In the era of Kubernetes dominance, database containerization presents an extremely attractive yet often daunting challenge for cloud-native teams.
Open-source databases like MySQL and PostgreSQL were born in the PC server era and are often used to store critical business data. Migrating them to Kubernetes might require more effort and courage. However, when it comes to Redis, a database born in the same era as container technology and mostly used as a cache, does containerizing it become easier? Many cloud-native teams indeed think so, but practice reveals that Redis isn’t as easy to handle as it seems.
Too easy, right? Well...
Getting started with Redis containerization is indeed a breeze. You can pull up a Redis service in just a few seconds using the official Redis Docker image. Deploying applications and Redis in the same Kubernetes cluster significantly simplifies the onboarding process, but there are two "minor" problems:
Redis service is not highly available As soon as the Redis container is rescheduled, the IP of the Redis container changes, causing the connection pool configuration on the application side to fail. To adapt to the volatility of the container environment, the IP of the Redis container cannot be directly exposed to the application. Instead, a VIP (Virtual IP) or DNS domain name needs to be added to provide a fixed connection address.
Redis service is not highly reliable If the host machine running the Redis container crashes, the persistent volume of the Redis container may be damaged, leading to data loss for the application.
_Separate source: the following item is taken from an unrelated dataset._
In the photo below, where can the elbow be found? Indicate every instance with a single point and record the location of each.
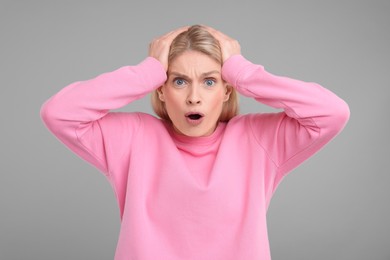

Although many developers use Redis as a volatile in-memory database, there are also quite a few who use it for persistent key-value storage. Therefore, Redis containerization inevitably involves solutions for distributed block storage or local disk synchronization to ensure data persistence.
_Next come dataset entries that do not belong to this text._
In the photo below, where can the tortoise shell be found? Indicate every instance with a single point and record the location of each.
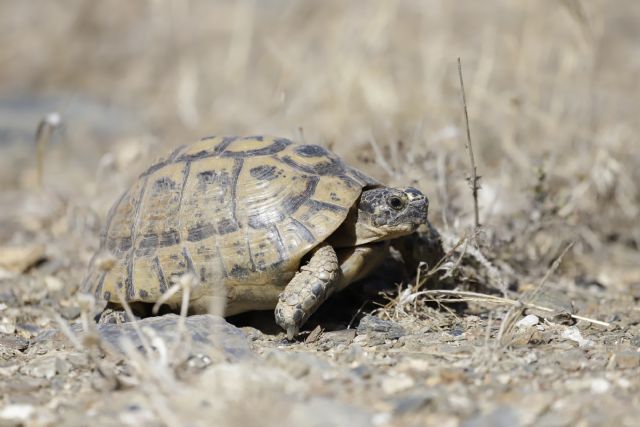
(230, 210)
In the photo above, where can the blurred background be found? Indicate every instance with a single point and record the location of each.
(551, 89)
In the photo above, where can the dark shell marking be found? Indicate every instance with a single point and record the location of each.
(236, 211)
If nothing goes wrong, something will
Ambitious cloud-native teams won’t settle for toy-grade Redis services. Naturally, they’ll look into advanced solutions for orchestrating multiple Redis containers. In these advanced solutions, Redis services consist of multiple Redis containers (replicas) distributed across different host machines, capable of handling one or more container failures, thereby providing continuous and reliable service.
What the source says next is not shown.